Low-grade inflammation, either idiopathic or injury-induced, is associated with increased epithelial permeability in the gut due to degradation of occludin within tight junctions [
24]. Transepithelial bacterial translocation is then more likely to occur, thus increasing lipopolysaccharide exposure to the GALT, which then further drives the process through the release of pro-inflammatory cytokines, giving rise to clinical symptoms such as diarrhoea, malabsorption and subsequent weight loss. The process is thought to underpin chronic diseases such as IBS-D [
8] and HIV-associated enteropathy [
10], and physiologically stressful conditions such as malnutrition [
6] and weaning [
25], and is often accompanied by changes to the microbiota, which may further compound the inflammatory process. Gastrointestinal mucositis initiated by cancer therapy (chemotherapy, radiotherapy and targeted therapy) occurs through direct damage to gut epithelium and creation of reactive oxygen species; however, the subsequent mechanisms of inflammation, increased gut permeability and clinical symptoms are similar to the abovementioned conditions. It has been shown that IgG in SBI binds lipopolysaccharide from bacterial cell walls, thus protecting mucosal surfaces from bacterial antigenic exposure [
26,
27]. Similar binding effects have also been demonstrated for endotoxins [
22,
28,
23] and rotavirus [
18], further underpinning the importance of SBI in management of enteropathies [
29,
30]. Additional studies to explore the role of SBI in attenuating the intestinal inflammatory response and possible maintenance of the healthy microbiota in this animal model are currently underway.
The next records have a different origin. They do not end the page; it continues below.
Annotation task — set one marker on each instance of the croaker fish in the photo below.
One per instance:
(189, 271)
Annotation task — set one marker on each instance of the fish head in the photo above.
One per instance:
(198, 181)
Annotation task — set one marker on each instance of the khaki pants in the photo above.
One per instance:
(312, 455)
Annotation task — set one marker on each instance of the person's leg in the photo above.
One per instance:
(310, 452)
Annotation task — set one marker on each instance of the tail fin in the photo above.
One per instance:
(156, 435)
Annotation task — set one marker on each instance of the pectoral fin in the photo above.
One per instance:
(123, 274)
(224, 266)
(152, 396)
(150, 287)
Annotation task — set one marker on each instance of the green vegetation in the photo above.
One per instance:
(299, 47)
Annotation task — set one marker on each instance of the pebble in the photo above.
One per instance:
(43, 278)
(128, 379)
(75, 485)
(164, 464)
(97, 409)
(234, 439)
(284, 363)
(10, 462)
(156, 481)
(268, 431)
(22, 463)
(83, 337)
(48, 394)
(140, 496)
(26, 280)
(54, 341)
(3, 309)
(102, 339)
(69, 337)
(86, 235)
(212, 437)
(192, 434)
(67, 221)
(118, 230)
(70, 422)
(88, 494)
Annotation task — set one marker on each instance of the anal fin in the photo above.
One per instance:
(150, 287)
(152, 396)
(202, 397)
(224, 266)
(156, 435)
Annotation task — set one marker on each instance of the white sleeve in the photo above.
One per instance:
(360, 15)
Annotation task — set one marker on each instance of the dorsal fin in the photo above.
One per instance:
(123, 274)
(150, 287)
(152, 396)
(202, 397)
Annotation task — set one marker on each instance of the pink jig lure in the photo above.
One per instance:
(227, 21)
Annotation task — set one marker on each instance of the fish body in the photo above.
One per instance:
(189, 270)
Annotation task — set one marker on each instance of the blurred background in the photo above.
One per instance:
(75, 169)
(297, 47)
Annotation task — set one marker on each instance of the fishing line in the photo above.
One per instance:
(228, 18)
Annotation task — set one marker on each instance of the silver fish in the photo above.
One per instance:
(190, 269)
The results from this study demonstrate that SBI shows significant promise in the management of chemotherapy-induced GI mucositis in an animal model. Positive effects of SBI in the management other enteropathies with similar symptom profiles in patients have also been demonstrated, perhaps paving the way for similar use of SBI in the supportive care of treatment-induced mucositis. Further studies to underpin exact mechanisms of action and effects on solid tumours are required, however, as well as comprehensive analyses of pro-inflammatory cytokines within gut tissue and microbiome alterations.